His father spat the word, like it was something shameful and dirty. Like his own fortune and lifestyle hadn’t been made on five- and six-figure art sales.
“I didn’t even give you permission to display them, much less sell them. Tell the buyer that you’re sorry, but the pieces were already spoken for.”
“The pieces have already changed hands.” His father’s voice was growing clipped, now, truly annoyed. “And even if they had not, I would not damage my reputation by backing out of a deal. The proceeds from the sale can help to offset the expense of the gallery space the work was displayed in. Or the art classes that were wasted on you.”

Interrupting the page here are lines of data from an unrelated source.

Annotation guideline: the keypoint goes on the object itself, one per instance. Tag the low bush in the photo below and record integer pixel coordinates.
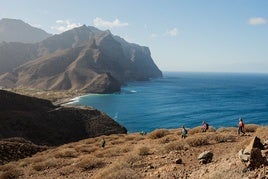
(12, 173)
(168, 139)
(89, 163)
(143, 151)
(199, 129)
(173, 146)
(223, 137)
(66, 153)
(262, 133)
(158, 133)
(227, 129)
(49, 163)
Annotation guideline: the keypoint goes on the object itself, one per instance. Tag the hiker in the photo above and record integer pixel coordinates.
(241, 126)
(103, 143)
(205, 126)
(184, 132)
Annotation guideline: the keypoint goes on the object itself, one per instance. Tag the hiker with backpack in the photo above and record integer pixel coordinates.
(205, 126)
(241, 126)
(184, 132)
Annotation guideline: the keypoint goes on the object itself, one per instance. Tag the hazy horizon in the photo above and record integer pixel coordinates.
(190, 36)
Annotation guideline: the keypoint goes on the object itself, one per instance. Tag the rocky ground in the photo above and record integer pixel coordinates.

Riku’s father walked away, ending the discussion.
The air was cold and crisp in a way that Riku had never experienced in the real world. The sky was a clear blue, the sun sharply golden from its low angle. The air smelled faintly of distant bonfires, and the sweet hint of decay from fallen leaves.

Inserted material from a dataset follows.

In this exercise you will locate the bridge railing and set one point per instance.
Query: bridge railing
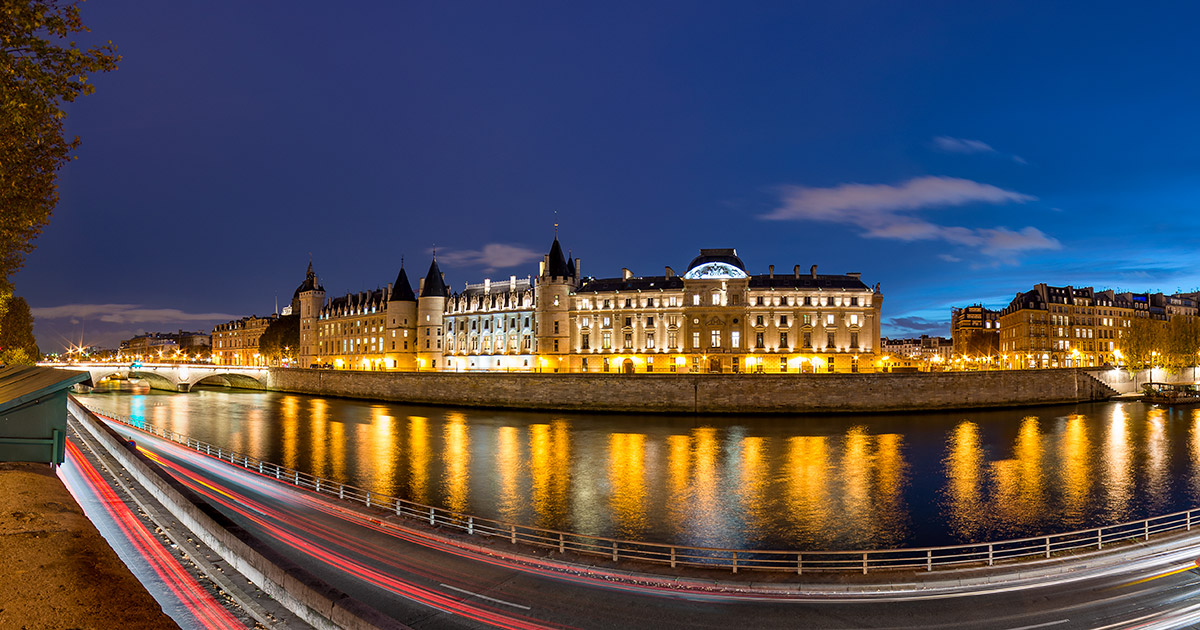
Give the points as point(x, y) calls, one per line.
point(862, 561)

“Where are we going?” Riku asked. He never remembered arriving in these dreams, just that suddenly he was there, doing whatever they were doing.
Kairi smiled up at him from one side and shifted the basket she was carrying to her other hip so she could take his hand. Sora, protected by the shade of an umbrella, reached out for his other.
“Halloween is tomorrow,” Kairi said.
“The high holy day of the autumn lands,” Riku said. His tone could have sounded teasing, but he knew it was true.
She nodded. “We go to meet the King of Halloween. To celebrate. For our next year to be the best of everything it can be.”
He nodded. He was starting to understand which parts of this world were just the fact of its single season, and which parts were related to the holiday it built itself around. A perpetual liminal space.
Sora swung his hand a bit more enthusiastically. “And you get to come with us, at least part of the way!”
“Better than where I came from.” Riku didn’t even care how bitter it sounded.
Kairi squeezed his hand sympathetically. “Halloween is about change. The balance between tricks and treats, fear and fun.”
“And if your life has been giving you too many tricks, maybe now is when you get some more treats,” Sora added.
“Never all one or the other. The best treats still have a trick to them,” said Kairi.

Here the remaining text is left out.